Occorre, dunque, spezzare questo circolo vizioso, se vogliamo un futuro climatico desiderabile. Con due diverse azioni: una a scala globale, mettendo in atto nel più breve tutte le azioni per prevenire il climate change; la seconda a scala locale (sì fa per dire, perché le foreste boreali occupano aree immense), prevenendo gli incendi, intervenendo in modo rapido per spegnerli e gestendo in maniera attiva il territorio.
Non è facile, questa seconda azione. Così come non è facile la prima. Si tratta di controllare aree grandi quanto la Siberia o la parte settentrionale del Canada. Ma contenere il cambiamento del clima che noi abbiamo provocato e stiamo ancora provocando non è una passeggiata. Occorre cambiare cultura e organizzazione. Mettere a punto nuove tecnologie. Stabilire collaborazioni internazionali più strette ed efficienti.
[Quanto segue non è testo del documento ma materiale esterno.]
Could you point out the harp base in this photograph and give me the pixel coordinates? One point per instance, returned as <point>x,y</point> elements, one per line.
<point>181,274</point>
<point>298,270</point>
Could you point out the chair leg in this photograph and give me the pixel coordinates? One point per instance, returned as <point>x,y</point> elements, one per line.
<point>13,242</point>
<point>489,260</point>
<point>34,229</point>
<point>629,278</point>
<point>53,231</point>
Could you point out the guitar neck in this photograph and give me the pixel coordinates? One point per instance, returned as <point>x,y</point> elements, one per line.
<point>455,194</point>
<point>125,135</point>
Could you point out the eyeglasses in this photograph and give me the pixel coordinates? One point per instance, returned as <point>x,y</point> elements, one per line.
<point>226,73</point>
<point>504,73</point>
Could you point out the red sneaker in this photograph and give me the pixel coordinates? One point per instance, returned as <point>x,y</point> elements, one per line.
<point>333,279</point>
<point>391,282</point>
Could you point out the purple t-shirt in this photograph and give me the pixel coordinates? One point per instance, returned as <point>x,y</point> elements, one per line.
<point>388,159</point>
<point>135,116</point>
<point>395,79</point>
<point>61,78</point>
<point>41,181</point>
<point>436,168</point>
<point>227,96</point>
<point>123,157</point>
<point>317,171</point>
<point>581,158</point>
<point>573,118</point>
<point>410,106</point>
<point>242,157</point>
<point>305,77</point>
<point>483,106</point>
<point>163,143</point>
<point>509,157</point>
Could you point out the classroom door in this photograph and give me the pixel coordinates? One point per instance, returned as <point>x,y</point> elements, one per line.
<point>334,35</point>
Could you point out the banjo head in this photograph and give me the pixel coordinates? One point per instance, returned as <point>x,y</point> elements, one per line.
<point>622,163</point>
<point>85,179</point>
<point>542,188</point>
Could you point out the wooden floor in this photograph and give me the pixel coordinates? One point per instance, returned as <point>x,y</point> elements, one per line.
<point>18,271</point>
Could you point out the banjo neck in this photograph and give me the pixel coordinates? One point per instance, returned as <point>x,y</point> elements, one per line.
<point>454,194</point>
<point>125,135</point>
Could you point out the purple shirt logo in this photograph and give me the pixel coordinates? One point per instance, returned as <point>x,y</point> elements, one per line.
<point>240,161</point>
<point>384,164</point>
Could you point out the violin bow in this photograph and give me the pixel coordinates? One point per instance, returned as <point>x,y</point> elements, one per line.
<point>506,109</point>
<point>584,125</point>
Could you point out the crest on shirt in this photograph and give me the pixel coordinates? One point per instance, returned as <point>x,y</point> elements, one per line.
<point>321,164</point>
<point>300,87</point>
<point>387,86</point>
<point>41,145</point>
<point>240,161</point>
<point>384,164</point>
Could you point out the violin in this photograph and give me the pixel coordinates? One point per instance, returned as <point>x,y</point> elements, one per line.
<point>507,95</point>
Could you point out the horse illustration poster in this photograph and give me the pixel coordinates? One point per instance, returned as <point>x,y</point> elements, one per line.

Pur nella diversità, un’analoga attenzione andrebbe riservata alle foreste tropicali in Africa, in Sud America e anche in Asia.
Molti anni fa Michail Gorbaciov propose la costituzione della “croce verde”, una forza internazionale di pronto intervento per affrontare le emergenze ambientali. Se questa struttura fosse stata creata, oggi avremmo la possibilità di un pronto e più efficace intervento quando si verificano incendi di vaste proporzioni in Siberia quanto in Brasile e in Africa.
La “croce verde” non è stata realizzata. E ne paghiamo il conto. Forse è il caso di organizzarla.